Aside from better designing their impact and linkages, mining and mineral operations themselves are being revolutionised ?at all levels of the value chains. STEPHEN DESPOSITO discussed the work of Regeneration, a B-Corp start-up that produces biodiversity, community and climate-positive minerals for the energy transition, green tech and sustainable brands through remining, reprocessing, and restoration: few industries are as old as mining, and dealing with accumulated legacy of mineral operations can be an opportunity, rather than the liability burden to which it is mostly associated. At the other end of the mining industry spectrum, Terry Garde discussed the necessity to change both organisational or societal frameworks, and individual expectations and mindsets, to improve resilience, responsibility and risk in artisanal gold mining. In both cases the conservatism of mining and mineral finance, and resistance to change across the sector, were underlined as key hurdles.

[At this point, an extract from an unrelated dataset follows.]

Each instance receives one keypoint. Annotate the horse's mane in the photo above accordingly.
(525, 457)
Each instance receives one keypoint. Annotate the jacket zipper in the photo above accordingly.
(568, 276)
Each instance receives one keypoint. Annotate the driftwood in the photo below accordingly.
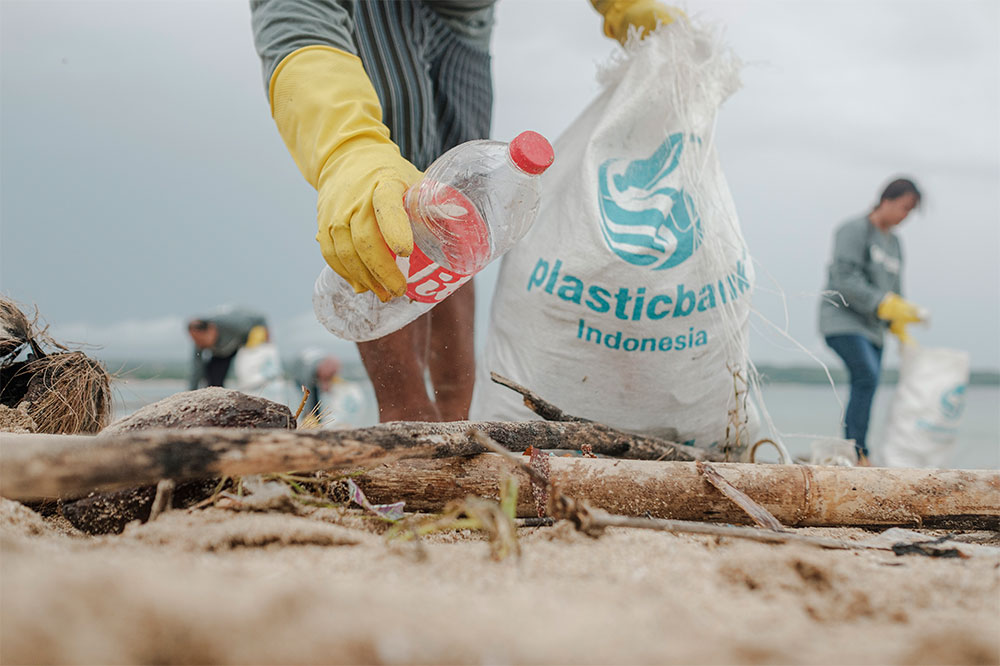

Outsiders with no power to create institutional change, can still be agents of small, low risk changes, demonstrating improved health, safety and environmental practices that are sustainable without major restructuring of the miners’ environment. Once motivated the miners will want to be more competent in the use of methods and equipment, to own and operate appropriate technology. They also need faith in a bigger picture, beyond their hand-to-mouth existence, beyond the debilitating culture that so often surrounds them.

Resistance to change is precisely what Andy Reynolds tackled in his masterful discussion of the power and promise of mental models in a changing world. Andy reminded us that without challenge, mental models come to be seen as immutable laws of nature - especially if this makes it an easier sell for leaders seeking "alignment" - and even become part of our identity as individuals: in such cases, being invited to adopt an alternative model can be experienced as a threat to ones identity and sense of belonging... Mining and minerals is perhaps ill-equipped to deal with change, yet at the heart of one of the largest and most complex challenges that mankind has ever faced: responsible raw materials.

Delivering on the transition will depend on our capacity to overcome systemic resistance to innovate, redesign business and economic models and reshape mining and minerals. See you on the edge of chaos.